SPICE Compact Model for an Analog Switching Niobium Oxide Memristor

Abstract

In this paper, we present a compact SPICE model of an analog switching memristive device based on niobium oxide and investigate the functionality of the same as a synapse element through its compact model by utilizing it in a simulation of an 8x8 resistive crossbar array. Considering especially the von Neumann bottleneck for neural network computing tasks, memristive crossbar arrays offer a potential in-memory computing solution performing highly parallel matrix-vector multiplication and reducing the energy consumption. In particular, multi-level switching memristive devices with intrinsic self-compliance are predestined for crossbar operations. Based on experimental results of a bi-layer Ti/Al2 O3/Nb2O5/Ti stack, a compact physical model was recently derived, assuming an underlying Poole-Frenkel emission mechanism. High model accuracy in terms of I-V behaviors, dynamic route map and power exponent plots were demonstrated by fitting the nonlinear I-V relation and the state function to measurement data, verifying analog gradual switching for the voltage driven extended memristor.
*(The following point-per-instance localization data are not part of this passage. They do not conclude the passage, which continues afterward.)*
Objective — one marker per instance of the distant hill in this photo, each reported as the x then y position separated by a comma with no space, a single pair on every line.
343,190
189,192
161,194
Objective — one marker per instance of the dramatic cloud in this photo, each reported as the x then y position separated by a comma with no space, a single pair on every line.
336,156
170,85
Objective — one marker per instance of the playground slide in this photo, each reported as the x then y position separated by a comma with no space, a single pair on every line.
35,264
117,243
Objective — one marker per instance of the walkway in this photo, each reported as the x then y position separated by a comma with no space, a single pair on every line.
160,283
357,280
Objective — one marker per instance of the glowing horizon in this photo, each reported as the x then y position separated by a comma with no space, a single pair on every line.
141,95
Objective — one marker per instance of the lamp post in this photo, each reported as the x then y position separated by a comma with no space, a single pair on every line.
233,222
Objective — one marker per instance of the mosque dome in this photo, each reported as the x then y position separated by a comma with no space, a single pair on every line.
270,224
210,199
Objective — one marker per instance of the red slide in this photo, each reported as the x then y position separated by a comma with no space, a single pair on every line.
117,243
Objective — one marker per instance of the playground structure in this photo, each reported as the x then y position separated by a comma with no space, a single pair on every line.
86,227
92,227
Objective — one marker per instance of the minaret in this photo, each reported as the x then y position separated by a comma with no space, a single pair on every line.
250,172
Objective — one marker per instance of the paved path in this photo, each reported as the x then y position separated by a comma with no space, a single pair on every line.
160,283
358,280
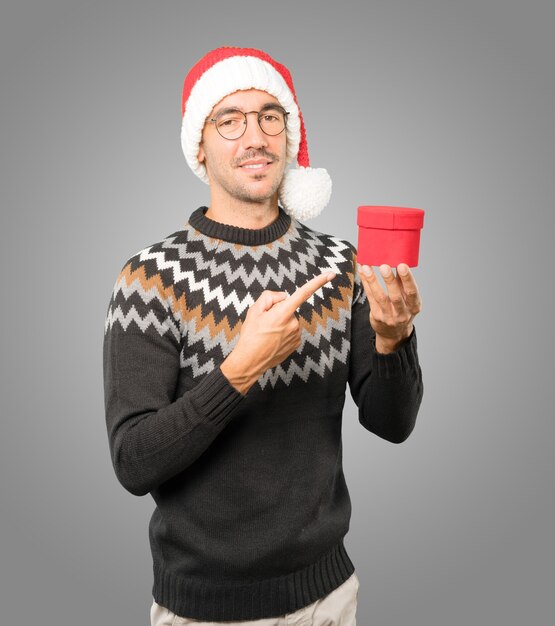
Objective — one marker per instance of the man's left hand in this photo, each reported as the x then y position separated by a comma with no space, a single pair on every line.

In this paper the SPICE implementation for the core memductance accompanied by a parallel and series resistor is introduced and its application for sense analysis via analog and multi-memristor circuit exploitation is presented. Adopting the SPICE model, the switching dynamics is investigated and discussed for performing synaptic potentiation and depression behavior in a potential crossbar application.